"Apologies aren’t meant to change the past, they are meant to change the future."
I remembered that quote on Tuesday on my way home with my husband Sean after meeting New York Gov. Kathy Hochul. We were invited to the meeting after the governor saw us at a rally outside her Manhattan office a few weeks ago when we were advocating on behalf of the loved ones we lost to COVID last spring in separate long term care facilities.
It was a small, closed door meeting. There were no pictures taken inside the office. It was simply a moment to finally speak and be heard.
This was the first time our family has ever been acknowledged by the governor’s office. As she walked in and shook our hands, she offered her condolences.
"I’m sorry for your loss."
I thanked her for taking the time to sit with us, and find out what we’ve been fighting for all these months.
Without any of us knowing on March 25th of 2020 former Gov. Andrew Cuomo issued an executive order to admit over 9,000 COVID positive patients into New York nursing homes for 46 days. Even Cuomo knew this would endanger our seniors when he pre-emptively warned the virus would "spread like fire through dry grass."
It’s still a mystery to us as to why he and his health office decided to light the match.
Instead of being honest, and admitting this was a terrible decision, Cuomo lied, denied, blamed others while covering up the death toll. While he could’ve met with families or expressed his condolences, the governor decided it was more important to celebrate himself by writing a book and winning an Emmy.
As grieving family members, many of us wanted some kind of acknowledgement for our pain and grief. Instead, we were accused of playing politics for wanting to know why our loved ones were put in grave danger.
My good friend and fellow advocate New York State Assemblyman Ron Kim, who lost his uncle to COVID in a nursing home help arrange the sit down.
I am so grateful for his kindness and leadership through all of this. Tuesday’s meeting would never have happened without him.
Gov. Hochul was empathetic and generous with her time. She wanted to hear from all of us, and listened to our thoughts and concerns about how we can finally start the healing process and the way forward to help make sure it doesn’t happen again.
My husband Sean, who is a very private person, finds it very difficult to talk about his loss. He was able explain to her how painful it was losing both his parents in such a short period of time without being able to see or comfort them.

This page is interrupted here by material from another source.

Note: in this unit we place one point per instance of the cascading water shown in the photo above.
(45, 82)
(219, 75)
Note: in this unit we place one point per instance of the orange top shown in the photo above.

He told her how he brought his mom flowers a few days after his father died, but couldn’t hug her. He stood six feet away in the lobby of her assisted living residence telling her to hang on. We’d get through this.
That was the last time he saw her before she got sick and died.
Seeing my husband sharing this with the governor brought me right back to what it was like a year and a half ago. The shock, confusion, and grief crashed over me so hard I could barely catch my breath.
I cried listening to my friends Peter and Daniel Arbeeny talk about their father Norman, asking if his death counted in Gov. Cuomo’s whitewash of the numbers.
Haydee Pabey and Alexa Rivera showed Gov. Hochul pictures of their moms Elba and Ana while sharing their tragic stories.
Gov. Hochul says that going forward, her administration is going to transparent. She gave us her word that her administration would work with us.
She looked us in the eye and thanked us for being strong, relentless advocates.
Cuomo wanted everyone to believe this was about politics. It never was. There were no Democrats or Republicans in that room pouring their hearts out.
It was about human beings wanting to help and listening to those that were hurting.
I left the meeting with a glimmer of hope. That’s something I haven’t had in a long time.
But, Gov. Hochul’s actions in the days ahead will speak louder than words.
An apology won’t bring back our loved ones, but it might just change the way things are done going forward to protect other families in the future.